- Born: 1984 (age 41–42) Stockport, England
- Occupation: Playwright
- Known for: Jess and Joe Forever, Out of Water
- Parent(s): Robert Cooper; Jenny Howe

= Zoe Cooper =

British playwright

Zoe Cooper (born 1984) is a British playwright whose work has been produced by major UK theatre companies including the Royal Shakespeare Company, National Theatre, Northern Stage and Leeds Playhouse. In 2024, she was appointed Writer-in-Residence at the Royal Shakespeare Company.

== Early life and education ==
Cooper was born in 1984 and her birth was registered in Stockport, England. She is the daughter of television producer Robert Cooper and the actress Jenny Howe, known for her role as Mrs Keele in Grange Hill.

She grew up in Twickenham, London, and has described her upbringing as shaping her interest in writing about ordinary lives and relationships. She studied English literature at the University of Cambridge before completing an MPhil in playwriting at the University of Birmingham and a PhD in creative writing at Newcastle University.

== Career ==
Cooper's early work as a playwright included plays such as Nativities and Petrification, which explored contemporary relationships and everyday experiences. Her breakthrough came with Jess and Joe Forever, a play examining friendship and intimacy, which received the 2016 Offie for Most Promising Playwright and brought her wider recognition.

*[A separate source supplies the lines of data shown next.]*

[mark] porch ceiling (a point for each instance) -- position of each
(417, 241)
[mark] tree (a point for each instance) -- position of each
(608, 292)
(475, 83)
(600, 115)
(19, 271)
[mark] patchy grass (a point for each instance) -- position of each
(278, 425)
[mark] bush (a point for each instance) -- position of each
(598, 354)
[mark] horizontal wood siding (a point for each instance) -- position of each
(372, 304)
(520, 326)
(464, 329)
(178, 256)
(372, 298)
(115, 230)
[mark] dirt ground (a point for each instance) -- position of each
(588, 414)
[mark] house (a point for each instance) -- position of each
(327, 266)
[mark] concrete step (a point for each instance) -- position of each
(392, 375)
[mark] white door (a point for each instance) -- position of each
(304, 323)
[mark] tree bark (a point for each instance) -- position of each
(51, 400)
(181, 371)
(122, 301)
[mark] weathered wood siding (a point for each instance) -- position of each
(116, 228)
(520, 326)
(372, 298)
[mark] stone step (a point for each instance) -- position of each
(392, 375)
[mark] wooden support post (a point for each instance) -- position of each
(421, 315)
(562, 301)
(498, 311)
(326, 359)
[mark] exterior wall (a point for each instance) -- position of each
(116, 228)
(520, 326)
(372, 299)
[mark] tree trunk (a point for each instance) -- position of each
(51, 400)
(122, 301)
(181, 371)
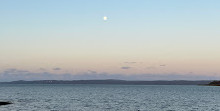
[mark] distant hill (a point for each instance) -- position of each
(214, 83)
(119, 82)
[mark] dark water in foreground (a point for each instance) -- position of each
(109, 97)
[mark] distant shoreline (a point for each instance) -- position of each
(114, 82)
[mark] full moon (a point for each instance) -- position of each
(105, 18)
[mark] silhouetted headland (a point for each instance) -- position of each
(5, 103)
(112, 81)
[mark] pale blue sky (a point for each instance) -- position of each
(183, 34)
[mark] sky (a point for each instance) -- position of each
(167, 39)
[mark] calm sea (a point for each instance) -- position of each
(63, 97)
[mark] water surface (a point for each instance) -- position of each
(66, 97)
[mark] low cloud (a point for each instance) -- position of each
(130, 62)
(57, 68)
(15, 74)
(125, 67)
(163, 65)
(92, 72)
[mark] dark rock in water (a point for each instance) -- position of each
(5, 103)
(214, 83)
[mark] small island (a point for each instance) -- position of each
(5, 103)
(214, 83)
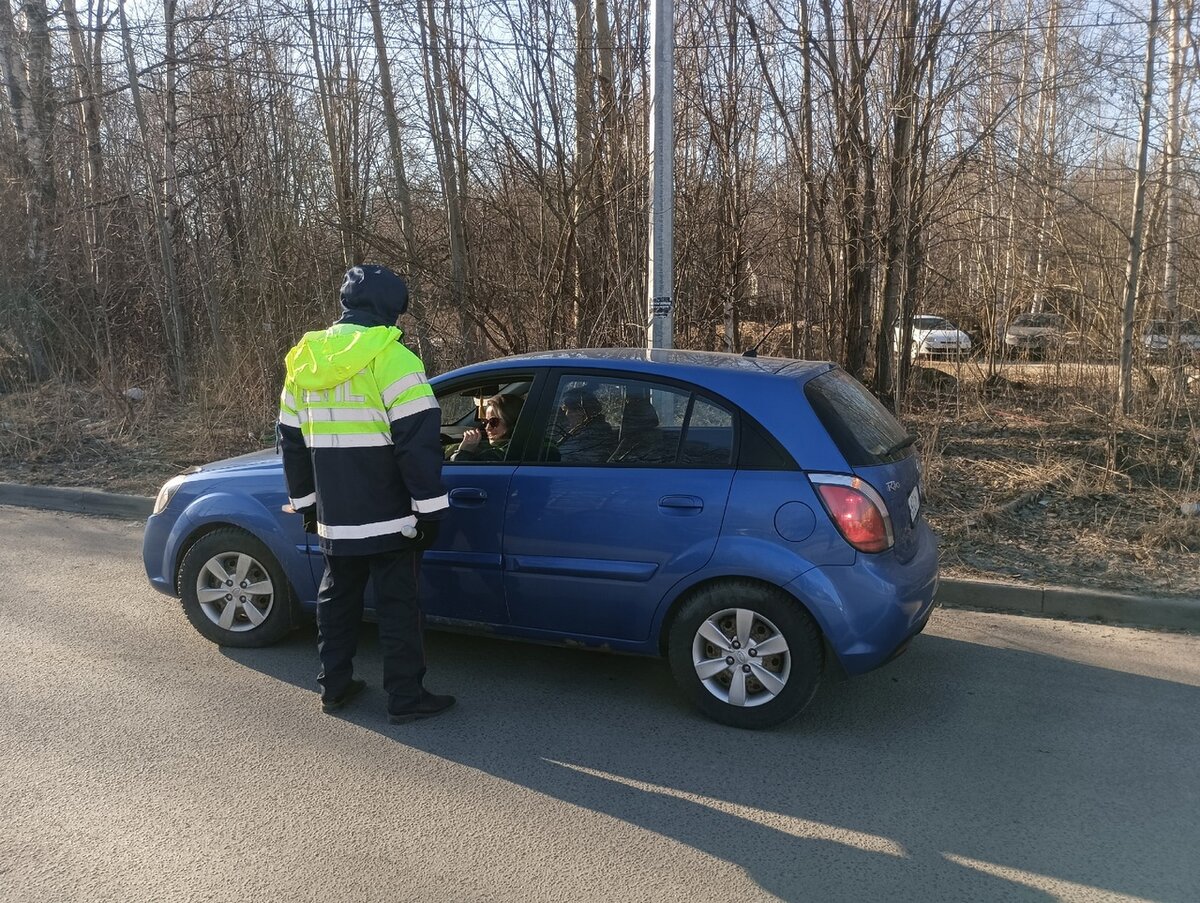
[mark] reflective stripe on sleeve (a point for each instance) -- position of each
(366, 531)
(401, 386)
(407, 408)
(427, 506)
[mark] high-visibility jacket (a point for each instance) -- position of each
(360, 434)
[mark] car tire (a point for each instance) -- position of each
(773, 687)
(255, 605)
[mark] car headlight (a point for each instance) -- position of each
(168, 490)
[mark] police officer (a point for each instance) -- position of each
(359, 429)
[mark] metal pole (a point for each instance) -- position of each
(661, 251)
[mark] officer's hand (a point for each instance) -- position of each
(310, 518)
(426, 533)
(471, 440)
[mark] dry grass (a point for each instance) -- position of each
(1027, 476)
(1031, 477)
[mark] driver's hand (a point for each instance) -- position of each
(471, 440)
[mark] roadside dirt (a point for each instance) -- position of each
(1029, 477)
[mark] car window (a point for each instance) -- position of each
(479, 419)
(1041, 321)
(623, 422)
(864, 431)
(931, 323)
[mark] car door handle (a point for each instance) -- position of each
(681, 504)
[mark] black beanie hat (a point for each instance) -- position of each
(372, 295)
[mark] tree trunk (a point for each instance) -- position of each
(336, 157)
(447, 156)
(895, 335)
(403, 196)
(168, 293)
(1125, 393)
(31, 107)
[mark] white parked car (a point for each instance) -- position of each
(934, 335)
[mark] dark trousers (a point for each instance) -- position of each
(401, 625)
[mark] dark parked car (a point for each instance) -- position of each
(1157, 338)
(755, 520)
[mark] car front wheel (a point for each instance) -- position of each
(234, 591)
(745, 655)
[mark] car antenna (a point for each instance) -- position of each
(754, 352)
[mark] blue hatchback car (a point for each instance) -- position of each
(755, 520)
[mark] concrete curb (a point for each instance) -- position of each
(78, 501)
(1174, 614)
(953, 592)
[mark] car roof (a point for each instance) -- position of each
(657, 360)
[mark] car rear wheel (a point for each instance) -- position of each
(745, 655)
(234, 591)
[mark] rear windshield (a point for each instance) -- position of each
(864, 431)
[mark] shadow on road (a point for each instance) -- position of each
(959, 772)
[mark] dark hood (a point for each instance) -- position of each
(372, 297)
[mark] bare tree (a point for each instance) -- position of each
(1125, 392)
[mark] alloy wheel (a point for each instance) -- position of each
(741, 657)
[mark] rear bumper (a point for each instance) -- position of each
(870, 610)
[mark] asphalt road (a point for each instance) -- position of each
(1002, 758)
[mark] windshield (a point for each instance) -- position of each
(931, 323)
(1038, 320)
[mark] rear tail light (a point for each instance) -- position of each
(856, 509)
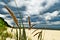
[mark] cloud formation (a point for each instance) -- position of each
(37, 8)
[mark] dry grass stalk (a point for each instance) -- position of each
(30, 26)
(12, 14)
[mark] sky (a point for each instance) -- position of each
(40, 11)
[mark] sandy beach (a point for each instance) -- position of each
(46, 34)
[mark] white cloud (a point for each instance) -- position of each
(49, 16)
(34, 6)
(57, 22)
(9, 21)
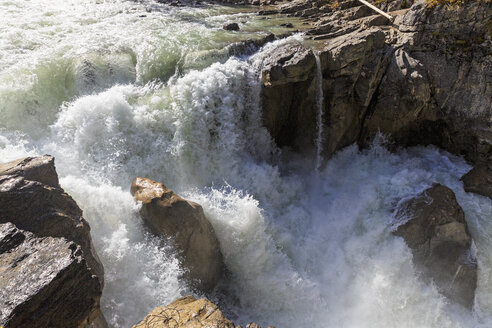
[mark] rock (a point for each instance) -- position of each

She subsequently developed Out of Water, which was shortlisted for the Susan Smith Blackburn Prize, further establishing her reputation as a playwright of contemporary drama.

Alongside her writing, Cooper has worked in dramaturgy and literary management and has taught playwriting at Newcastle University. Her work often focuses on personal relationships, identity and the complexities of modern life, drawing on her own experiences and observations.

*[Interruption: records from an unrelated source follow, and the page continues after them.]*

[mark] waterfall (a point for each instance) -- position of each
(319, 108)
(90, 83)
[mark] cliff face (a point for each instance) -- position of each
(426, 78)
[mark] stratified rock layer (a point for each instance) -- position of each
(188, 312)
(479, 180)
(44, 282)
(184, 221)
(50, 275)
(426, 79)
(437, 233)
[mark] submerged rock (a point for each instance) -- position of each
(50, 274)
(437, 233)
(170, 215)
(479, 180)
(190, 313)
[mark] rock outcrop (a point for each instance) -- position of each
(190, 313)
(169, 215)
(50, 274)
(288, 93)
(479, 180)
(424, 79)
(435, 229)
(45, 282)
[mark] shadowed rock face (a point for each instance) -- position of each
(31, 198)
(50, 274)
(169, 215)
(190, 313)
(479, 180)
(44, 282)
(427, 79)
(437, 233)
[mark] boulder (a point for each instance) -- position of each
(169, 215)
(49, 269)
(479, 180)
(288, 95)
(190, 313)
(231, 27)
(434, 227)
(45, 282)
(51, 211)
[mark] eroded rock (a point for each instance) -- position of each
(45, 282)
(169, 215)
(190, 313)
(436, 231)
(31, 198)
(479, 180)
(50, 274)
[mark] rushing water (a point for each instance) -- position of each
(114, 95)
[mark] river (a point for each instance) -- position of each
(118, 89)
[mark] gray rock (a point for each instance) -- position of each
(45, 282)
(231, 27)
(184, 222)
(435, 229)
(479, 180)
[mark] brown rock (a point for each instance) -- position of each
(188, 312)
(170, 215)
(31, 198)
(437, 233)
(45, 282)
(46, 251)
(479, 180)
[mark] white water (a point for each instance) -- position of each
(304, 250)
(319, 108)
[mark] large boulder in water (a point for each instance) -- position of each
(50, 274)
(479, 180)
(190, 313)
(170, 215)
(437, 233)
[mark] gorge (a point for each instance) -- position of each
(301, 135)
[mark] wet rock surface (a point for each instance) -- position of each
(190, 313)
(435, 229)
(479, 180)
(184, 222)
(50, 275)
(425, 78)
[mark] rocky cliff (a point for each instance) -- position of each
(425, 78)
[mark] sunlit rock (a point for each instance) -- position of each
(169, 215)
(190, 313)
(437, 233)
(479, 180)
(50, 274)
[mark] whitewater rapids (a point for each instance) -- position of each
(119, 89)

In 2024, she was appointed Writer-in-Residence at the Royal Shakespeare Company, a role supporting the development of new writing for the stage. In the same year, Cooper's version of Northanger Abbey, inspired by the Austen novel, opened at the Orange Tree Theatre and toured to Bolton Octagon, TBTL and SJT, and her adaptation of David Almond’s novel A Song For Ella Grey opened at Northern Stage, before also touring.

== Personal life ==
Cooper is based in Newcastle upon Tyne. She has described herself as a queer woman.